El General Romeo Dellaire apareció en televisión con su uniforme color caki, contando la cantidad de brazos por un lado y de cadáveres por el otro que habían dejado las tropas de los Interahamwe. Por primera vez, una matanza tan atroz era mostrada al mundo de la manera suscinta y aséptica de la televisión por cable. Algo dentro de Rafael se removió. Algo que aún hoy no podía explicar con claridad. Ni siquiera a ella era capaz de decirle qué había sido.

Buscó con frenesí sus apuntes de la universidad y su título. Liquidó en un dos por tres el depósito a plazo que tenia reservado para las próximas vacaciones en Miami y compró un pasaje a Africa. Su padre lo miró perplejo cuando fue a despedirse y terminó de entender que no conocía a su hijo. Aún pensaba que era el niñito temeroso que recogía todos los sábados para ir al parque de diversiones. Los momentos compartidos a medias, por media familia. La separación de sus padres siempre afectó a Rafael más de lo que se atrevía a declarar. Eso lo sabía ella después de muchas veces que le escuchó la firme determinación de no separarse, por ningún motivo o circunstancia. De declarar que «no le haría lo mismo a sus hijos».  Era siempre la piedra de tope. La causa de sus conflictos. Lo que la empujaba a sumergirse en aquellos Manhattan. Ahora eran los Manhattan, pero siempre había bebido. Mucho.

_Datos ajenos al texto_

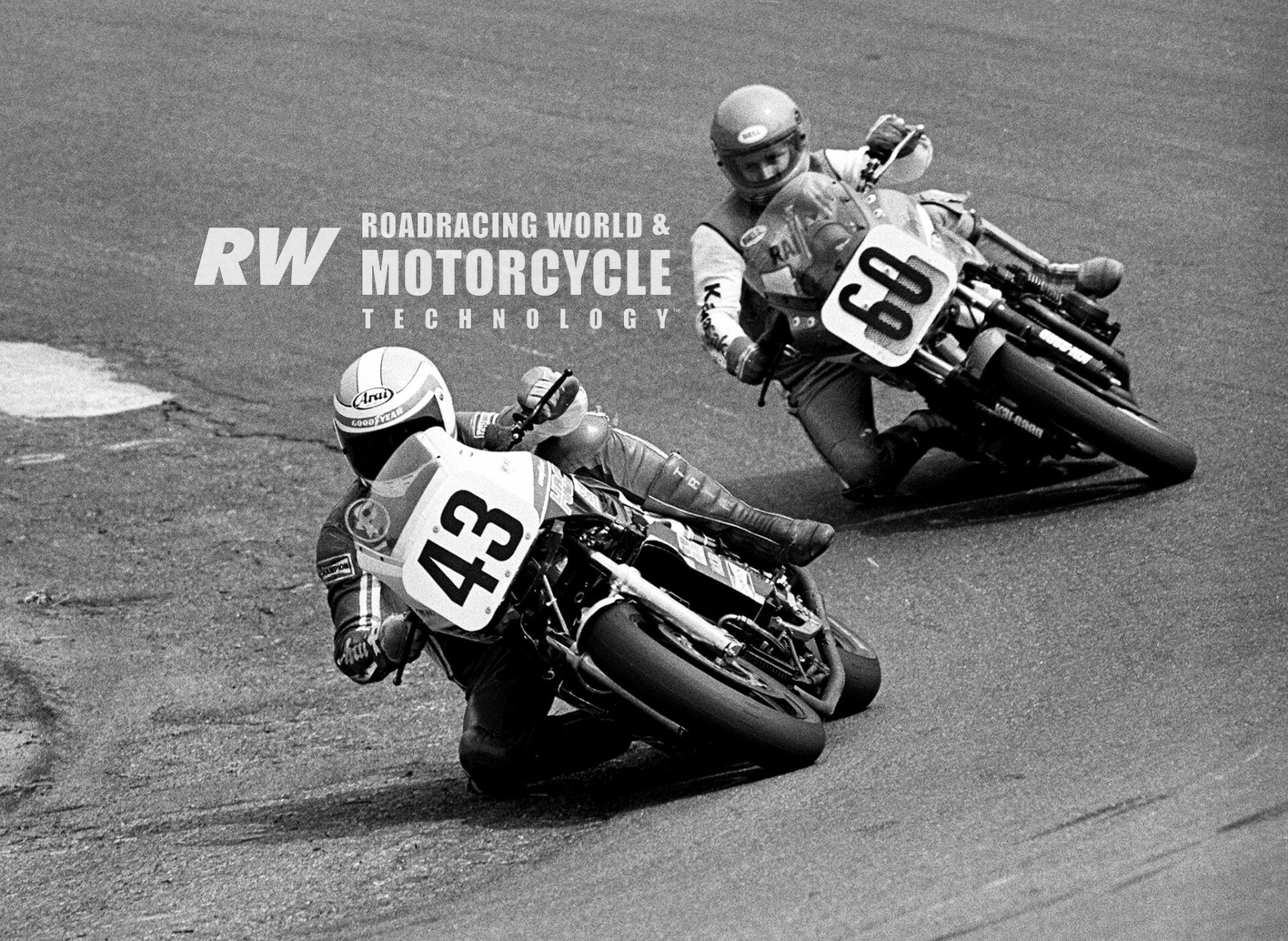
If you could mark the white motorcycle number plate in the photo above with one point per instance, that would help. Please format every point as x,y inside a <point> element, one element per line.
<point>889,295</point>
<point>464,546</point>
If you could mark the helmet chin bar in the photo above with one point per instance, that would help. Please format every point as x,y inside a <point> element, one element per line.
<point>760,192</point>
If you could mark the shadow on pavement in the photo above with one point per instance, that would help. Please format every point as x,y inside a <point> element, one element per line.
<point>642,778</point>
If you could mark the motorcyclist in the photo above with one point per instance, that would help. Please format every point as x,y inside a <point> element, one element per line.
<point>508,739</point>
<point>761,140</point>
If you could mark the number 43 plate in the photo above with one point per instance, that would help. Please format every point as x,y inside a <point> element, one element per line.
<point>889,295</point>
<point>466,541</point>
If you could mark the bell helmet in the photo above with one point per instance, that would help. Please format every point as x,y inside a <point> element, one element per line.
<point>386,397</point>
<point>759,140</point>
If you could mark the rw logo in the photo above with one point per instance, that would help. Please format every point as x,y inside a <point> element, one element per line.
<point>227,249</point>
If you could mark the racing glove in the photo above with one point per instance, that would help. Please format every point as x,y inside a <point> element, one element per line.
<point>400,639</point>
<point>747,361</point>
<point>370,655</point>
<point>536,382</point>
<point>886,134</point>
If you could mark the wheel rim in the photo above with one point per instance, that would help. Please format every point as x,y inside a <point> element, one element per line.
<point>735,672</point>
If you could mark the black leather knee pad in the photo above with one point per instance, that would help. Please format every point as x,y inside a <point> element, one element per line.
<point>494,765</point>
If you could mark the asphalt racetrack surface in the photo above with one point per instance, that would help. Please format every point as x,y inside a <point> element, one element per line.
<point>1082,732</point>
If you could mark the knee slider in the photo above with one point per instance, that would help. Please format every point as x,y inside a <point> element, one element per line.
<point>492,764</point>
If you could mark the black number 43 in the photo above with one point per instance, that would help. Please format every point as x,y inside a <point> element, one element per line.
<point>441,563</point>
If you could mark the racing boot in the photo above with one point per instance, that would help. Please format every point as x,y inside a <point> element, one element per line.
<point>682,491</point>
<point>900,447</point>
<point>1094,278</point>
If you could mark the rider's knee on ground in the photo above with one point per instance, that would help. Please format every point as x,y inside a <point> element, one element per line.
<point>496,766</point>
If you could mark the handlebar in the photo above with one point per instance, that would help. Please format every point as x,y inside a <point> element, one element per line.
<point>530,419</point>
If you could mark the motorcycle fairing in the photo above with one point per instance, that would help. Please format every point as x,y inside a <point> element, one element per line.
<point>459,532</point>
<point>889,294</point>
<point>694,551</point>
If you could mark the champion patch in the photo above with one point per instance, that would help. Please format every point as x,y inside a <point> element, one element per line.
<point>335,569</point>
<point>368,520</point>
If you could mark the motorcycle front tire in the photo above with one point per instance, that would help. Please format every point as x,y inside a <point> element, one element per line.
<point>1042,393</point>
<point>862,672</point>
<point>775,730</point>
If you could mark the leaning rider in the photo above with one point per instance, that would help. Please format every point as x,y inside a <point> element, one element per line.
<point>509,740</point>
<point>760,140</point>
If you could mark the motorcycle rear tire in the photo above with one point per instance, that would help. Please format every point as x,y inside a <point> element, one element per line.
<point>777,732</point>
<point>1041,393</point>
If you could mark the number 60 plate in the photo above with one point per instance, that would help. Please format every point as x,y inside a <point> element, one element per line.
<point>889,295</point>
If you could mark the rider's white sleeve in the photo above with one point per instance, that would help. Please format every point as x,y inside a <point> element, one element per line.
<point>718,288</point>
<point>849,164</point>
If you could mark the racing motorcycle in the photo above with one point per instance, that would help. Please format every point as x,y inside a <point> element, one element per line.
<point>639,617</point>
<point>866,274</point>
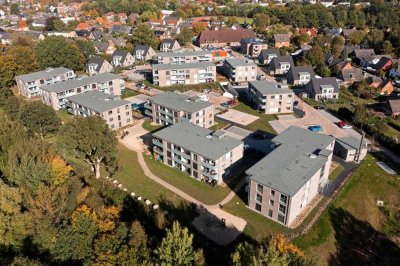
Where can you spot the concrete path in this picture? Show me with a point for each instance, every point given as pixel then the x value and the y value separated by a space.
pixel 233 225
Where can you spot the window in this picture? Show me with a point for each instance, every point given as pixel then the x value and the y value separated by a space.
pixel 282 208
pixel 259 198
pixel 283 199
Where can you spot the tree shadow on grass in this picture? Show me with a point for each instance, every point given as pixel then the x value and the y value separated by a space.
pixel 358 243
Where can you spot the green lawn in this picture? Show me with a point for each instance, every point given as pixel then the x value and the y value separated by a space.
pixel 336 172
pixel 259 124
pixel 63 115
pixel 353 215
pixel 147 124
pixel 199 190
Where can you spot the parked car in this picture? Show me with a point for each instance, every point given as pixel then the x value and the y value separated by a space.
pixel 343 124
pixel 315 128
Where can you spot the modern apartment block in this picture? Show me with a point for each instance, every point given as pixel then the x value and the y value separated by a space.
pixel 240 71
pixel 170 108
pixel 29 84
pixel 184 57
pixel 55 95
pixel 284 182
pixel 271 97
pixel 253 46
pixel 198 151
pixel 188 73
pixel 116 112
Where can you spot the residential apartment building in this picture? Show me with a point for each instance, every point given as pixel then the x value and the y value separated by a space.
pixel 188 73
pixel 184 57
pixel 197 151
pixel 55 95
pixel 171 108
pixel 253 46
pixel 116 112
pixel 29 84
pixel 284 182
pixel 239 70
pixel 271 97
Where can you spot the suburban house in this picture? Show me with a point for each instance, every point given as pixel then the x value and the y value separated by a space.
pixel 29 84
pixel 169 45
pixel 122 58
pixel 144 52
pixel 197 151
pixel 239 70
pixel 280 65
pixel 253 46
pixel 184 57
pixel 323 89
pixel 105 47
pixel 349 76
pixel 55 95
pixel 384 64
pixel 98 65
pixel 116 112
pixel 393 107
pixel 284 182
pixel 171 108
pixel 266 55
pixel 223 38
pixel 282 40
pixel 270 97
pixel 188 73
pixel 347 149
pixel 299 75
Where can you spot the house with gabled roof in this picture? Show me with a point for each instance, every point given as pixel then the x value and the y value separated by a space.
pixel 98 65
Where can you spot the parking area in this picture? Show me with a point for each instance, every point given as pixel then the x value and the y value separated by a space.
pixel 237 117
pixel 314 117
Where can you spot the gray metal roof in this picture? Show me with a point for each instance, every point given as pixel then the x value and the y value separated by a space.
pixel 79 82
pixel 198 139
pixel 268 87
pixel 236 62
pixel 48 73
pixel 288 168
pixel 98 101
pixel 185 53
pixel 180 102
pixel 183 66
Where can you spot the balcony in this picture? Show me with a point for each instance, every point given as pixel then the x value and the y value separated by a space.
pixel 209 165
pixel 210 174
pixel 158 143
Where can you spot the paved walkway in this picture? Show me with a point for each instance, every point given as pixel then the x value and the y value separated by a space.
pixel 233 225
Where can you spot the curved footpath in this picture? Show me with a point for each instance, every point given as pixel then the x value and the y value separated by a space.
pixel 131 142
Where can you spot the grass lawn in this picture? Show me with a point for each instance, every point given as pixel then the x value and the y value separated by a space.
pixel 219 124
pixel 258 226
pixel 339 168
pixel 259 124
pixel 63 115
pixel 359 216
pixel 199 190
pixel 147 124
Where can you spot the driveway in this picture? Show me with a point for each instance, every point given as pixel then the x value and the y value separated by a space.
pixel 312 117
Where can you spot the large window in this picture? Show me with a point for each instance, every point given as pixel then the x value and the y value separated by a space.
pixel 259 198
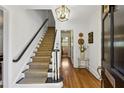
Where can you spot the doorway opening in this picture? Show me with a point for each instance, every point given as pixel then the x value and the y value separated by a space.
pixel 1 46
pixel 66 43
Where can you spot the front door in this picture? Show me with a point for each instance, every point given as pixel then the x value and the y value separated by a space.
pixel 113 47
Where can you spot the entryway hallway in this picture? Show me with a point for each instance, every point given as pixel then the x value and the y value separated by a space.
pixel 77 77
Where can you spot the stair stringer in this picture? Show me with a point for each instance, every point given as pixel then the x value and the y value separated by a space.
pixel 20 74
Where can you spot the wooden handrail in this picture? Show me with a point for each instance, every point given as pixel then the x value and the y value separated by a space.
pixel 20 56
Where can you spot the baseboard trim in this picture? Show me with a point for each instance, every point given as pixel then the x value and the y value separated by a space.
pixel 94 73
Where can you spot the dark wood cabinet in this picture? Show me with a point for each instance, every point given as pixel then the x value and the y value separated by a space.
pixel 113 47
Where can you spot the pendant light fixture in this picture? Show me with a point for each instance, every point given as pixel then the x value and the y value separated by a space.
pixel 62 13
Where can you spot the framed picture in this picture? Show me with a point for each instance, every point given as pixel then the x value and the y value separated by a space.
pixel 106 9
pixel 90 37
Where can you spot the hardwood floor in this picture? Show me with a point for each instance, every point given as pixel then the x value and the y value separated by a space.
pixel 77 78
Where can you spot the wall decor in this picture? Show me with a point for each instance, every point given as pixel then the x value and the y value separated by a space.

Rafael llegó a Kigali, con la esperanza tonta de encontrarse con el General Dellaire, pero el conflicto había pasado la cresta de la ola de los medios. Habían otras cosas que atrapaban la atención de los televidentes. Otras cosas más importantes. Más fáciles de explicar, enunciaría él en su primer reportaje. Aquel que le costó dos resmas de papel escribir. Había perdido la práctica, diría más adelante, pero la verdad es que estaba extasiado por el morbo. Intoxicado con los colores y las complejidades del continente. Paralizado de terror por las incursiones armadas que se escuchaban cada noche. Los soldados que quedaban dando vueltas, le aconsejaron con paciencia que abandonara el lugar. Que llamara a su medio de comunicación para que lo evacuaran. No había tal medio. Estuvo escondido en un cuartel, atemorizado, por dos días pero no era del tipo «héroe». Tomó sus cosas y partió.

El resto lo terminó en El Cairo. Siempre había querido ir y la distancia, el cambio de paisaje y de cultura le dieron el ángulo preciso para terminar la historia.  No estaba muy seguro a quién se la había escrito y los fax que intercambiaba con su padre no le daban claridad de la razón. Extraña a sus hijos más que nada otro. No sentía el desarraigo absurdo del que hablaban todos los que conocía y que habían estado lejos. Estaba a gusto. Se sentía raramente feliz. El vallet le comentó que no había visto a otro periodista de su país en al menos seis años. Eso le dio la clave y mientras escuchaba en la televisión que el genocidio de Ruanda fue financiado, por lo menos en parte, con el dinero sacado de programas de ayuda internacionales, decidió darle un giro a su historia. Modificó lo necesario y se la envió a su hermano. Los cheques por los derechos no tardaron en ser depositados en su cuenta.  Llamó a su esposa. Habló con sus hijos. Llamó a su padre. Pagó el hotel, compró souvenirs;  algo que se le haría una costumbre, empacó y regresó. Nunca vería un machete de la misma manera. Nunca sentiría nada de la misma manera. Ya no era el mundo de la misma manera. Se lo comentó a ella tiempo después, cuando la conoció y sintió que sus piernas le temblaban. Cuando la miró con deseo y vio replicada esa mirada en los suyos. Lo mismo. Como si se conocieran desde antes.